La SAS CESSCOMM a signé un contrat d’agent commercial avec madame [K] [C] le 18 décembre 2019, incluant une clause de non-concurrence interdisant à madame [C] de participer à des transactions immobilières dans l’agglomération [Localité 4] pendant douze mois après la rupture du contrat. Madame [C] a résilié son contrat le 17 juin 2022. La SAS CESSCOMM a estimé qu’elle ne respectait pas la clause de non-concurrence et lui a envoyé une mise en demeure. Le 9 mai 2023, la SAS CESSCOMM a assigné madame [C] devant le Tribunal Judiciaire de Draguignan pour obtenir une indemnisation, réclamant un total de 271.977 euros pour divers préjudices. Dans ses conclusions du 17 octobre 2023, madame [C] a demandé le rejet des demandes de la SAS CESSCOMM et, à titre subsidiaire, une réduction des dommages et intérêts à 20.000 euros. Elle a également formulé une demande reconventionnelle pour le paiement de commissions d’agence et d’autres sommes.
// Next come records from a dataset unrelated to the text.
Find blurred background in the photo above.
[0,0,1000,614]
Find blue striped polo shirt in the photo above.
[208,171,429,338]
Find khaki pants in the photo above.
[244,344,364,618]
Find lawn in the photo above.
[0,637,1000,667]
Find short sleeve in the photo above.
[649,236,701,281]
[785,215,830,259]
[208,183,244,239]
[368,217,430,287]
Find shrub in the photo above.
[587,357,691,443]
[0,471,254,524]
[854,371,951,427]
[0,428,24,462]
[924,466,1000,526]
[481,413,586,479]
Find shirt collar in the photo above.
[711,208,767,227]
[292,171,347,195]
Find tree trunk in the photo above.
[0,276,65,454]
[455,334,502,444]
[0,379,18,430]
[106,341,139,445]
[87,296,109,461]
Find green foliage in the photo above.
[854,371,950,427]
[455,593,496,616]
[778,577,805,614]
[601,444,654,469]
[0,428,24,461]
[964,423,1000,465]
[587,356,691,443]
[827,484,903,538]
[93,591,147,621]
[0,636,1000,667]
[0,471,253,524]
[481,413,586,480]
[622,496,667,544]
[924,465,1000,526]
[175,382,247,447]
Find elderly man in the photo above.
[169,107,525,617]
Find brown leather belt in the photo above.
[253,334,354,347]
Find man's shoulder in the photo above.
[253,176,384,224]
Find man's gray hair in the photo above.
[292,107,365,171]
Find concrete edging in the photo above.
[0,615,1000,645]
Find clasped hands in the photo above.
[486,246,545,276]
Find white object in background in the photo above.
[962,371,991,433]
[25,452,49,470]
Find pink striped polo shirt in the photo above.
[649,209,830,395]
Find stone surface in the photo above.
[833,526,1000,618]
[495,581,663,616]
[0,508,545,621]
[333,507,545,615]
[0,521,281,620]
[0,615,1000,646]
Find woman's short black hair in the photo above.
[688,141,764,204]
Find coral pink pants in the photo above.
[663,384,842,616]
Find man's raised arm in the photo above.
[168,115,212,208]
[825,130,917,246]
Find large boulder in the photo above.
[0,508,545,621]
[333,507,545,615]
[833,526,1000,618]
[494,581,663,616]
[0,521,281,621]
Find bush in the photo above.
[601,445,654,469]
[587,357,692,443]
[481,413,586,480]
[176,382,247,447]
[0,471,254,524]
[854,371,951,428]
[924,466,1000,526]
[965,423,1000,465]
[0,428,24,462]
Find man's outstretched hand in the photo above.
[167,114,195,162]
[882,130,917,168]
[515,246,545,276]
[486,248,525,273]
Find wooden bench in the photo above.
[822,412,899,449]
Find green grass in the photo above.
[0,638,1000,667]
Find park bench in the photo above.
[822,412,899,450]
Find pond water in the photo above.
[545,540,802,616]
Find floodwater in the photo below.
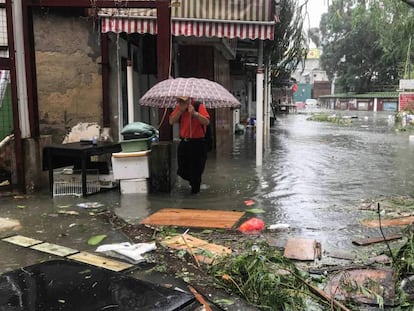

L’instruction a été close par ordonnance le 27 février 2024, et l’affaire a été renvoyée pour audience au 14 mai 2024.

REPUBLIQUE FRANÇAISE
AU NOM DU PEUPLE FRANÇAIS

28 août 2024
Tribunal judiciaire de Draguignan
RG
23/03492
TRIBUNAL JUDICIAIRE
DE DRAGUIGNAN
_______________________

Chambre 1

DU 28 Août 2024
Dossier N° RG 23/03492 – N° Portalis DB3D-W-B7H-J2SB
Minute n° : 2024/ 435

AFFAIRE :

S.A.S. CESSCOMM C/ [K] [C]

JUGEMENT DU 28 Août 2024

COMPOSITION DU TRIBUNAL :

PRÉSIDENT : Madame Emmanuelle SCHOLL, Vice-présidente, statuant à juge unique

GREFFIER lors des débats : Madame Stéphanie STAINIER
GREFFIER lors de la mise à disposition : Madame Nasima BOUKROUH

DÉBATS :

A l’audience publique du 14 Mai 2024
A l’issue des débats, les parties ont été avisées que le jugement serait prononcé par mise à disposition au greffe le 03 Juillet 2024 prorogé au 28 Août 2024

JUGEMENT :

Rendu après débats publics par mise à disposition au greffe, par décision contradictoire et en premier ressort.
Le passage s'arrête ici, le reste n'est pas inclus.